Saturday, November 19, 2022

TMT-labeled peptidomics of plant stress suggests we might be overcomplicating some of our workflows!

 


It took a little while to wrap my head around this method, but in the end what you have is a really simple way to quantitatively study endogenous peptides. While this was used to study salt stress in plants, I don't see why it couldn't be applied to just about anything


Salt stress in plants is a critical area of study right now with the climate changing and water availability becoming increasingly questionable just about everywhere. So definitely pay attention to that.
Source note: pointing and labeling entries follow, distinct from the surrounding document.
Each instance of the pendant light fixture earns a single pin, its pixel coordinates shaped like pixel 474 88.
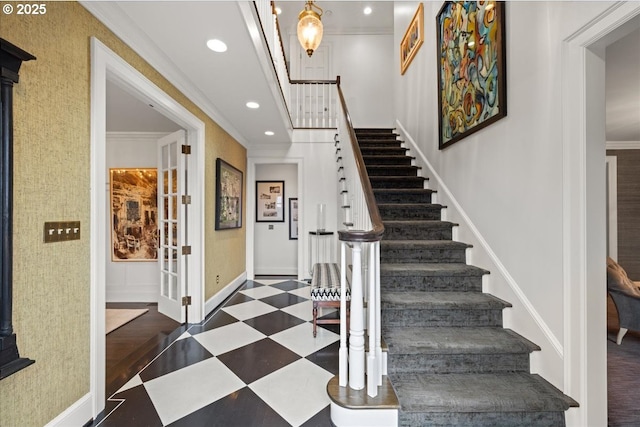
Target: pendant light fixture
pixel 310 27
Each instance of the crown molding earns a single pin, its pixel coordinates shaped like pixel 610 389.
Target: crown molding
pixel 623 145
pixel 114 18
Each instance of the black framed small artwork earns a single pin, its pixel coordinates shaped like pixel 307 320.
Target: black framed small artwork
pixel 293 218
pixel 269 201
pixel 228 196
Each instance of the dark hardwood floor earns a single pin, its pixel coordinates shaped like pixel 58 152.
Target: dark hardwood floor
pixel 132 346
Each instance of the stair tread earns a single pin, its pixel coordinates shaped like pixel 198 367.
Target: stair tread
pixel 441 300
pixel 435 223
pixel 415 244
pixel 431 269
pixel 455 340
pixel 478 392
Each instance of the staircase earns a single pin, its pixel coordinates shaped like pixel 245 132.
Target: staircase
pixel 450 360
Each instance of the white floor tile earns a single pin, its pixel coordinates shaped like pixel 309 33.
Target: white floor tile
pixel 133 382
pixel 249 310
pixel 296 392
pixel 182 392
pixel 261 292
pixel 226 338
pixel 300 340
pixel 303 310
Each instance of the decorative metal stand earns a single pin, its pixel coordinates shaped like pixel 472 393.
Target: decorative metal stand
pixel 11 58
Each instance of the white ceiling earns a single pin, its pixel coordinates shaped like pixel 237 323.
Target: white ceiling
pixel 171 36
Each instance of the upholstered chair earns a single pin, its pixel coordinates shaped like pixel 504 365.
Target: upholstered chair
pixel 626 296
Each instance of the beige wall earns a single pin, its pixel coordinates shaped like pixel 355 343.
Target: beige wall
pixel 51 183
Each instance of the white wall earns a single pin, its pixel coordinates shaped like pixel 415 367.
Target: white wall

What I'm selfishly interested in is how this team extracted proteins (froze and ground the plant tissues with a mortar/pestle, then TCA precipitated to clean up to amino acid containing things. Once they resolubilized the proteins they used that to normalize their abundances (x mg of protein per sample). To get the endogenous peptides they simply used a 10kDa filter.

That's it. Then they cleaned them up, TMT labeled and ran everything the normal way. The TMT on the terminus helps add some mass and a partial charge to the peptides so they both fragment better and fit within our normal proteomics type methods if they're small.

My first thoughts were things like "what about small proteins or proteins that are degraded by the sampler harvest, lysis, extraction". And I'm sure you absolutely see those things as well, but if you control the conditions right, those are probably all 1:1s. What they find under salt stress is a population of peptides that are differentially regulated and they backtrack them to make a nice story.

If you often think "man, this peptidomics workflow seems way way too complicated" maybe it is and maybe it is worth thinking about this one?